È maggio, la primavera ha seminato di gialli la campagna vociante di cicale e il sole già picchia forte sulle cave di bauxite; le rovine dell’antica Glanum non concedono più ombra e i boschetti odorosi delle Alpille si riscoprono in fervore, insinuando il clamore di un’estate precoce e rovente. Scirocchi di timo e lavanda sono nell’aria e i mandorli insorgono in fiore, mentre campi di grano arsi dal vento si perdono a vista e i girasoli boccheggiano lungo la via. La natura è in un’estasi bruciante, nell’ora più bella in cui non s’ode che il canto dei grilli, e poi l’oblio di un sentiero battuto tra filari di cipressi, a poca strada da Saint-Rémy.
Saint-Paul de Mausole sembra svegliarsi da un lungo letargo, quando un giovane di 36 anni vi fa ingresso per la prima volta. In un sacco i pochi cambi da lavoro, in un altro le tele e i colori, e pennelli, cioccolato e tabacco che il fratello gli ha fatto recapitare quando viveva ancora ad Alres, nella piccola casa gialla assieme all’amico Paul. È frastornato, è tormentato e inquieto.
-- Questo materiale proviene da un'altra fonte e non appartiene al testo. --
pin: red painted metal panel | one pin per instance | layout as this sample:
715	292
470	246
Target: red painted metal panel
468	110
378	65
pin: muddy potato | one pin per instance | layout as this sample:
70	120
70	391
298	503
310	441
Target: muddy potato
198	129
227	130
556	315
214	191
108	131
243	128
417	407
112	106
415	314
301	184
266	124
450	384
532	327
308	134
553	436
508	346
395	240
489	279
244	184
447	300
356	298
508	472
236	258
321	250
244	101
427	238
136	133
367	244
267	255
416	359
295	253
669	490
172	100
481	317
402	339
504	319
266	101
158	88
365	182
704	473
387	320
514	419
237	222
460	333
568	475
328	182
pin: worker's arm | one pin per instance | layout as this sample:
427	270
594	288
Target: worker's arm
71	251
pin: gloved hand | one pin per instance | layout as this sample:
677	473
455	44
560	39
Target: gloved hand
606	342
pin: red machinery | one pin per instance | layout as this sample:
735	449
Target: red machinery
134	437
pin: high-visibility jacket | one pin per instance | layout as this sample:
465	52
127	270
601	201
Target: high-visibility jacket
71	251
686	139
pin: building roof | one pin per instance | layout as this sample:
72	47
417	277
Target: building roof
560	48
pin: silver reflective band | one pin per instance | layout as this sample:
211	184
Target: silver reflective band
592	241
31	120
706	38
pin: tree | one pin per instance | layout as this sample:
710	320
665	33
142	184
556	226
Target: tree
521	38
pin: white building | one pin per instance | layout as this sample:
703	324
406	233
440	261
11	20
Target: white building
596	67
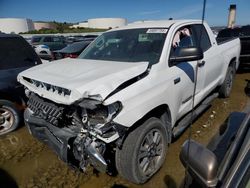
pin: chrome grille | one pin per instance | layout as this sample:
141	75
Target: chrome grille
45	110
49	87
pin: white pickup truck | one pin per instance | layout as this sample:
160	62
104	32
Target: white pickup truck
130	91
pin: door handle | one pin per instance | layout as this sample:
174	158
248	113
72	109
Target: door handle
201	63
177	80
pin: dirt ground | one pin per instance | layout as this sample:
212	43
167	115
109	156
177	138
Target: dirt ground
25	162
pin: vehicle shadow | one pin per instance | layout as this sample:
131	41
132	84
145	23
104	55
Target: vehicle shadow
169	182
118	186
6	180
243	69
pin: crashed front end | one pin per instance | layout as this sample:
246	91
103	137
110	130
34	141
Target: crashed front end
79	133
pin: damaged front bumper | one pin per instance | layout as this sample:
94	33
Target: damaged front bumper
75	149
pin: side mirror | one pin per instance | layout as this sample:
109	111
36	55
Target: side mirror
201	163
186	54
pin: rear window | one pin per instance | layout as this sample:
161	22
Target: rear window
35	39
15	52
229	33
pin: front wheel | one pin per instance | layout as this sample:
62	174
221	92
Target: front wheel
143	151
227	85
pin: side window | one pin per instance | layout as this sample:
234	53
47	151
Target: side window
56	39
201	34
184	37
47	39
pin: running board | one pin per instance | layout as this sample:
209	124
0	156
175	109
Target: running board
185	122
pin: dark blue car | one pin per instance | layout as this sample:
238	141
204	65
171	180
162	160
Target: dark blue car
16	55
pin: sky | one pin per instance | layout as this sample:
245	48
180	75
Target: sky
133	10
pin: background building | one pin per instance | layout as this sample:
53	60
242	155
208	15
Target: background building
102	23
16	25
43	25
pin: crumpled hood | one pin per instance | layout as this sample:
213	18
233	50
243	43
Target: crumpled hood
82	77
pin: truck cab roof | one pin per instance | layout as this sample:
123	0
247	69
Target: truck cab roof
156	24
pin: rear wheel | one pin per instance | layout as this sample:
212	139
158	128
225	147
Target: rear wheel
227	85
10	117
143	151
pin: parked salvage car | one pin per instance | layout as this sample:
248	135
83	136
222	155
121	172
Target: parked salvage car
72	50
53	42
16	55
128	94
226	160
244	34
44	52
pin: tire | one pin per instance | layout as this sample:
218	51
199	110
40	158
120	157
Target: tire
10	117
226	87
150	136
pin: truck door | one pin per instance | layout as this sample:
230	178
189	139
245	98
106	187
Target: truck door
210	65
185	71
È terrorizzato dall’idea di doversene stare lì, di non poter correre all’aperto, di dover esser sotto sorveglianza, di non potersi allontanare per una passeggiata alla prima ora della sera, o a quella più calda del giorno, e nemmeno all’alba.
E se non fosse il 1889 e quel giovane non fosse Van Gogh, la sua storia assomiglierebbe molto alla nostra.
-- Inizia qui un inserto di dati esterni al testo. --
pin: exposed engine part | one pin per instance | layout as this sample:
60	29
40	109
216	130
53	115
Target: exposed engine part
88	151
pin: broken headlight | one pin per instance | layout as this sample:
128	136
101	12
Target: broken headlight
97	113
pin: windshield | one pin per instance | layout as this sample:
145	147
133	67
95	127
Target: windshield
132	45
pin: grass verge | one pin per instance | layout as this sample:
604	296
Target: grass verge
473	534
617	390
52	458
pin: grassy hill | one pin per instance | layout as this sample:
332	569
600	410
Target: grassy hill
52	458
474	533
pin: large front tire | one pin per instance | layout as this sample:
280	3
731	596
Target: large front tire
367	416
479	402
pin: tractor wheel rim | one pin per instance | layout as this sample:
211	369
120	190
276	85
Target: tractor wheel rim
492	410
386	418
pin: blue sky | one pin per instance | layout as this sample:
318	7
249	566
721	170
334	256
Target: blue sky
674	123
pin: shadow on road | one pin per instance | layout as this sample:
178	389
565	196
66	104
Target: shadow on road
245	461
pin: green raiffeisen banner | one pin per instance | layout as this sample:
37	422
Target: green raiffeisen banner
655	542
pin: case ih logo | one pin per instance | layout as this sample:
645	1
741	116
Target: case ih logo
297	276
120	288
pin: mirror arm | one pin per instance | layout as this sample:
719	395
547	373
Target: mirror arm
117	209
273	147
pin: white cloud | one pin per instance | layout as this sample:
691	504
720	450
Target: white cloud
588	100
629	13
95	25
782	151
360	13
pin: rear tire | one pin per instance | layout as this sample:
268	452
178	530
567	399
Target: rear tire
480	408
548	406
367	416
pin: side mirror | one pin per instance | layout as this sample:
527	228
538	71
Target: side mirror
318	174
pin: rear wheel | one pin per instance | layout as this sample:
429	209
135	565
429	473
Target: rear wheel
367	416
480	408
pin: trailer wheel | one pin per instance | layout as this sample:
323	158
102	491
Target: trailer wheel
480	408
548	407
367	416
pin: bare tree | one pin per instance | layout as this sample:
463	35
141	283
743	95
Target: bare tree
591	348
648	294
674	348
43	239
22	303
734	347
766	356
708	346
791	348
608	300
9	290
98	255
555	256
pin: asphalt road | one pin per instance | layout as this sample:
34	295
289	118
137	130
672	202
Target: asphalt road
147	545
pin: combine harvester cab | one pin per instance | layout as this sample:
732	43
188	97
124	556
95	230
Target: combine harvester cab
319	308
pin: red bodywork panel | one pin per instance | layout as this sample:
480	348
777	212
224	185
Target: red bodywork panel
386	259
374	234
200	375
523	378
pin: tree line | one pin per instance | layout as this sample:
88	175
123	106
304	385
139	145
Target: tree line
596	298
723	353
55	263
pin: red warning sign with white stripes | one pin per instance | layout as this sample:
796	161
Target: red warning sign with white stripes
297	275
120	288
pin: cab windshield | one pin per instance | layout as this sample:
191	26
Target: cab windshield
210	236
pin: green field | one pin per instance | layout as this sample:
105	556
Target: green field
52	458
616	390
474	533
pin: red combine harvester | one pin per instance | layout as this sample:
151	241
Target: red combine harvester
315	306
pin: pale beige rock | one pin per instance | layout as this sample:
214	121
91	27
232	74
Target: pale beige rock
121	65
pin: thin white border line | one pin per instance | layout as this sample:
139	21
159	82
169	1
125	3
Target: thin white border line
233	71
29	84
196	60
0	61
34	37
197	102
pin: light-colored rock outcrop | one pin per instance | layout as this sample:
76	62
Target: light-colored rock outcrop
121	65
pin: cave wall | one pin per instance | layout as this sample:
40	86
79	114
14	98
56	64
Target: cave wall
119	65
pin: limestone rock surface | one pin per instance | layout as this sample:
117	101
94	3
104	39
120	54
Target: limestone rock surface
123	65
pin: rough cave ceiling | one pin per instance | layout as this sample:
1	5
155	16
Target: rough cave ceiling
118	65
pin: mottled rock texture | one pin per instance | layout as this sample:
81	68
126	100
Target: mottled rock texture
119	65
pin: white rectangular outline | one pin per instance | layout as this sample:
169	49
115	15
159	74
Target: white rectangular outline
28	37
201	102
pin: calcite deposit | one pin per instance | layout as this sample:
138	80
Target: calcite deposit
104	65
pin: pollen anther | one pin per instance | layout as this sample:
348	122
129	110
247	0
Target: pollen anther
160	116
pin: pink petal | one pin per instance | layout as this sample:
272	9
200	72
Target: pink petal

In questi giorni di quarantena mi torna spesso in mente la Provenza. Le ore trascorse fra i paesaggi magnifici di un territorio che si aggrappa al cuore per sempre. E mi tornano in mente i colori sgargianti dell’artista olandese, e quel suo infinito tormento, e quel suo infinito talento.
Durante l’esilio al manicomio di Saint-Paul de Mausole, Van Gogh fu sempre sotto osservazione, impossibilitato a muoversi dalla struttura e col divieto di allontanarsi oltre i giardini del vecchio monastero; spesso chiuso a chiave e internato nella sua stanza: uno stretto spazio buio fra mura spesse, con una piccola finestra sul mondo recinta da grate.
E nonostante la sua condizione e le restrizioni imposte, e nonostante avesse sempre trovato faticoso e lacerante dipingere se non immerso nella natura, disgiunto dal suo soggetto adorato, nelle 53 settimane di isolamento Van Gogh darà alla luce 150 opere, tra cui uno dei più straordinari capolavori della storia.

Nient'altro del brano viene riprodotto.